Abstract

Background Aortic coarctation is associated with significant abnormalities of the underlying vasculature. Surgical repair, although relieving obstruction, is not a cure; patients continue to have a high risk of complications with a significantly reduced life expectancy. It has become increasingly apparent that they require regular specialised follow up lifelong. However provision of such services is limited particularly for patients living some distance from the largest cities where specialised adult congenital heart disease services tend to based. We carried out a notes-based study to look at the adequacy of long term follow up in such patients and to assess the role of a local specialist cardiology service in managing these patients. Methods We carried out a notes-based study of 55 patients with aortic coarctation referred to a new specialist grown up congenital heart disease clinic based in a large district general hospital over 100 miles from the nearest surgical centre specialising in adult congenital heart disease. Results A significant proportion of the patients in this study had already suffered major complications by the time of referral. Despite this, nearly half had, at some stage, been lost to follow up and a third had been referred from the community with new complications. 52% of the women had produced children often with little cardiological support. Few patients had had any specialised imaging. At initial review in the clinic, 41% had significant hypertension, although only a small proportion were on antihypertensives. Following initial review in the specialist GUCH clinic, new medications were initiated in 55%, mostly for hypertension; aortic imaging was performed in 94%; and 22% were referred for further specialist investigation or invasive treatment. Conclusions This study demonstrates that many patients with previous repair of aortic coarctation have not received optimal long term care.
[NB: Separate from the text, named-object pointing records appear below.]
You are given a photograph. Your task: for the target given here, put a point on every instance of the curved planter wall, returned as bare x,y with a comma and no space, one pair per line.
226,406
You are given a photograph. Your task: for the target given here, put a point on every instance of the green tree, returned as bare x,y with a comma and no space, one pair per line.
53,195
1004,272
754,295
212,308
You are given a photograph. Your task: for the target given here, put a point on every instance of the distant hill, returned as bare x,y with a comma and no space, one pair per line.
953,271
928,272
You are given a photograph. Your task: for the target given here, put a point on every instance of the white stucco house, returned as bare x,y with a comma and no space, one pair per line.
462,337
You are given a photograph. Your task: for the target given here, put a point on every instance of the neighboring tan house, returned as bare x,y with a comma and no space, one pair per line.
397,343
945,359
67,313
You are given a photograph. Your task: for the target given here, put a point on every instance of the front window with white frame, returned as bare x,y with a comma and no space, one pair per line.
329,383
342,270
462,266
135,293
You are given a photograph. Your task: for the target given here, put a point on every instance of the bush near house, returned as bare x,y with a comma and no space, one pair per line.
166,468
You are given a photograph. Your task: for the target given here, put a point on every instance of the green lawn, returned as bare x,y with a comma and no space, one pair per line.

Many had been lost to regular cardiology follow up and, even amongst those who had been seen in cardiology clinics, there was a high frequency of poorly treated or unsuspected complications. The provision of local expert care from a cardiologist specialising in congenital heart disease allows earlier and more aggressive treatment of complications and may also improve compliance. Where a localised specialist is not available, general cardiologists need to work to protocol-driven care pathways with easy access to specialist support.